The Lithuanian singer-songwriter has been steadily carving out an international reputation for herself, and has a growing following here in Russian, many of whom are word perfect in her songs. That’s some achievement considering that Orlova sings in Russian, Lithuanian or English. Meanwhile her second album, Mutabor, got an international release earlier this year amid enthusiastic promotion from Travis frontman Fran Healy, who lobbied for her song “Vaiduoklai” to be included as one of seven tracks on a sampler of emerging international artists.

Her work, tending towards the meditative, largely revolves around keyboard hooks and ethereal vocals: at times it’s like listening to the lesser-known offspring of Phillip Glass and Tori Amos. Critics have described it as “a high-trilling voice and a unique line in exhilaratingly dark, Baltic folk pop”. That’s only part of the story, though. Orlova has taken the stage at “Lady in Jazz” events as well, and her work is too versatile to be pigeonholed into any one genre.

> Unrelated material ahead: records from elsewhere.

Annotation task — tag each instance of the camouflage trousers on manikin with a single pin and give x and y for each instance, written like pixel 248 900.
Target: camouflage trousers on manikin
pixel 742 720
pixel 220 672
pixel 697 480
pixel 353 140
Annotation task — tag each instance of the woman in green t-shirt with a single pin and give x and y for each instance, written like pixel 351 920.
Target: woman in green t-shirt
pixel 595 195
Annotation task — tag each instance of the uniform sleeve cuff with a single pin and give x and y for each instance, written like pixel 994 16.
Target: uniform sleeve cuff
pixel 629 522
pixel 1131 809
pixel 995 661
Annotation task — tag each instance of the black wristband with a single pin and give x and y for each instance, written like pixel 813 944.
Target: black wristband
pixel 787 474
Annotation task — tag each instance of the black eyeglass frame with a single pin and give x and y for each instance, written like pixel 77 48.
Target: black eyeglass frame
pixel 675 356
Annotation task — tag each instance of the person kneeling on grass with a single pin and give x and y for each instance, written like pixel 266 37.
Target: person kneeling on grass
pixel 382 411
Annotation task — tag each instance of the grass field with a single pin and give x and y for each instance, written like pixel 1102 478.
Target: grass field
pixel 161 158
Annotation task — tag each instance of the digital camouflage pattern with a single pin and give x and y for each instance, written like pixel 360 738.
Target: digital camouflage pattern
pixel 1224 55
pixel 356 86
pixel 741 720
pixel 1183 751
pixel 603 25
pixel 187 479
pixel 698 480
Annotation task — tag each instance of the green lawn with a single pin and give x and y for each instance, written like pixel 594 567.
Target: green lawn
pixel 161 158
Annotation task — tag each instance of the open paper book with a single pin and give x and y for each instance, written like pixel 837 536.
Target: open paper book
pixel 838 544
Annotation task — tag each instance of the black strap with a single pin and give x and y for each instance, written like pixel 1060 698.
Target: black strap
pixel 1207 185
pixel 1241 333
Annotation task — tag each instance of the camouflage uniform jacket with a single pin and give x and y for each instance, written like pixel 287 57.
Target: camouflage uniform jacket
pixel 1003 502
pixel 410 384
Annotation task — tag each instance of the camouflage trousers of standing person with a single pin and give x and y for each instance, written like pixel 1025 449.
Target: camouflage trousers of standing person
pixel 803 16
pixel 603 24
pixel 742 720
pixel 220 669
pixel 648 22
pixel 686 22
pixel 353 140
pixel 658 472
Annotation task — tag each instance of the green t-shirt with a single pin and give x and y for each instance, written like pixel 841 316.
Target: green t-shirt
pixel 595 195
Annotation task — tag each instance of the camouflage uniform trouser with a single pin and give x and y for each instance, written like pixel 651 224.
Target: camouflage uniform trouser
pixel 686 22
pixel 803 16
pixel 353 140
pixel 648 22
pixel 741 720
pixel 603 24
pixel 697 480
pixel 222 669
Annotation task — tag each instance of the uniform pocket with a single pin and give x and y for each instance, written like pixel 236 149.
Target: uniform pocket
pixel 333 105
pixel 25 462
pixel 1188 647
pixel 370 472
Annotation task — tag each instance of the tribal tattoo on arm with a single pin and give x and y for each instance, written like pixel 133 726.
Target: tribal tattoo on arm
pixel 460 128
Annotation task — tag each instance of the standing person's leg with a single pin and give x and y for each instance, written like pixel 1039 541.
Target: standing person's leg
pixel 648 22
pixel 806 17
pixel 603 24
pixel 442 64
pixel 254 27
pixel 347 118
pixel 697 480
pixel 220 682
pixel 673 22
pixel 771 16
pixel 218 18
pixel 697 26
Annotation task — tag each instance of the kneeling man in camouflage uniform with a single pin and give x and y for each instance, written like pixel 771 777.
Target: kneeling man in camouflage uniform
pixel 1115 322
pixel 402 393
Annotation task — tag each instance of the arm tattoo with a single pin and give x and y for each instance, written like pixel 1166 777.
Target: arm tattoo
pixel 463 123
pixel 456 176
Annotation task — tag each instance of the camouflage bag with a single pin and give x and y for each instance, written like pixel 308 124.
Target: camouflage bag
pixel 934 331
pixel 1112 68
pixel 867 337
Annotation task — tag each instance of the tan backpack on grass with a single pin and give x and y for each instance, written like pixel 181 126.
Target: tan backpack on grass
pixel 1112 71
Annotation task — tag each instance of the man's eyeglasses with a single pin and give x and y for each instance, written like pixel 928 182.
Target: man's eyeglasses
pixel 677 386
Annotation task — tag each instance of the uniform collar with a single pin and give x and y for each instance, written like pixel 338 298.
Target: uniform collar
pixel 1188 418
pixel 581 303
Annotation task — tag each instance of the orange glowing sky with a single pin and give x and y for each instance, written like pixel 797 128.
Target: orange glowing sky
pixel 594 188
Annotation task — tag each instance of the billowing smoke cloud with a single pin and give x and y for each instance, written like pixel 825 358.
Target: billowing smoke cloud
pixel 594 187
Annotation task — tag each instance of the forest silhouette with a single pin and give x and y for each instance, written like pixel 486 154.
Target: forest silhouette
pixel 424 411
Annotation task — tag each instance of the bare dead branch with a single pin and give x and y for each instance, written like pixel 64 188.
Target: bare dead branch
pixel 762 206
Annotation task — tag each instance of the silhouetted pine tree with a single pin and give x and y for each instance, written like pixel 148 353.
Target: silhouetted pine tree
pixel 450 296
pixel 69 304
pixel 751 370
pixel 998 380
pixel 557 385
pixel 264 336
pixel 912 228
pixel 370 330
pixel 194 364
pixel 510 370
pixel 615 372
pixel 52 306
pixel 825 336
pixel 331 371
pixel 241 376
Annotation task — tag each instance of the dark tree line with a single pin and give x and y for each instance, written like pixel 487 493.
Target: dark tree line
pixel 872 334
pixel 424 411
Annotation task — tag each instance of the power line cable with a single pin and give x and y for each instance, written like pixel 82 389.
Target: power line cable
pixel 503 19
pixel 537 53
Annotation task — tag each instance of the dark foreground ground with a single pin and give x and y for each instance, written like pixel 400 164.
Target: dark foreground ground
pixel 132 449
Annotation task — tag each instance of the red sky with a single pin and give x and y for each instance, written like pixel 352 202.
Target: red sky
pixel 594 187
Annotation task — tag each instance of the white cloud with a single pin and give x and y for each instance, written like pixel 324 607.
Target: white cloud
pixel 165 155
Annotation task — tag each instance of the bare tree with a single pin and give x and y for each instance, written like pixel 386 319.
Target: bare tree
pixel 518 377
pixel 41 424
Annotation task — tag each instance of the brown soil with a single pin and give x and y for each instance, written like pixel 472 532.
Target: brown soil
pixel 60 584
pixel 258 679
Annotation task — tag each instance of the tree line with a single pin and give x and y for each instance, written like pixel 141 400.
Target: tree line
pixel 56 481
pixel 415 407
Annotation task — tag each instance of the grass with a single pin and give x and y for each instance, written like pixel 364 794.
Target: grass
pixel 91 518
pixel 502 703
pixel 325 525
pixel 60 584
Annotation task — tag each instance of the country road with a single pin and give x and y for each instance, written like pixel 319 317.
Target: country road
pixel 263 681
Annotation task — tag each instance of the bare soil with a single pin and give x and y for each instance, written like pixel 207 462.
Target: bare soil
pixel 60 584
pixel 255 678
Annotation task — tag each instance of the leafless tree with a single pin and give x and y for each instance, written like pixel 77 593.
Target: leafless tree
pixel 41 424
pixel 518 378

Despite the praise for her music, it’s a fragile, high-pitched sound, and one which is easily shattered when the mix isn’t quite right. Sadly, with an overly harsh reverb on the upper registers of the keyboard and the higher-pitched vocal lines, that mix was exactly the problem with this show. It still wasn’t without it high points. Orlova is nothing if not versatile, and moved easily between the rather classical-sounding combination of keyboard with strings to a stint with only a piano to help out. Alone on stage, she suddenly came across as more of a cabaret singer taking a moment to ease off the tempo and pick out a more reflective number – albeit one which strayed far from the standard formula. Perhaps surprisingly the best moments came when the ivories ceased to be tickled. A plangent, folk-inflected lament accompanied by dense chords on a solo violin was a show-stopping highlight; a second number with Orlova taking up the accordion also worked well. But too many of the tracks from Mutabor got lost in an unhelpful acoustic: the likes of Sirdis lost their crystalline subtleties somewhere along the way.

That was hugely disappointing: much of her music works beautifully when it can be properly heard, and the up-tempo numbers – particularly “Amerika” – went down well with the audience at 16 Tons. But it took a long time for the show to really warm up, and with a set lasting barely 75 minutes time was not a luxury Orlova really had. It seems that she is now at something of a crossroads: in her native Lithuania she made her reputation on the back of her “cozy” shows, and her Moscow sets have tended to come to venues like this one, or the similarly compact Masterskaya. But increasing popularity means “cozy” quickly becomes “overcrowded”. However, translating such low-key, intimate music to a larger stage risks it becoming totally overwhelmed. Until an answer can be found, it might be worth sticking with the CDs.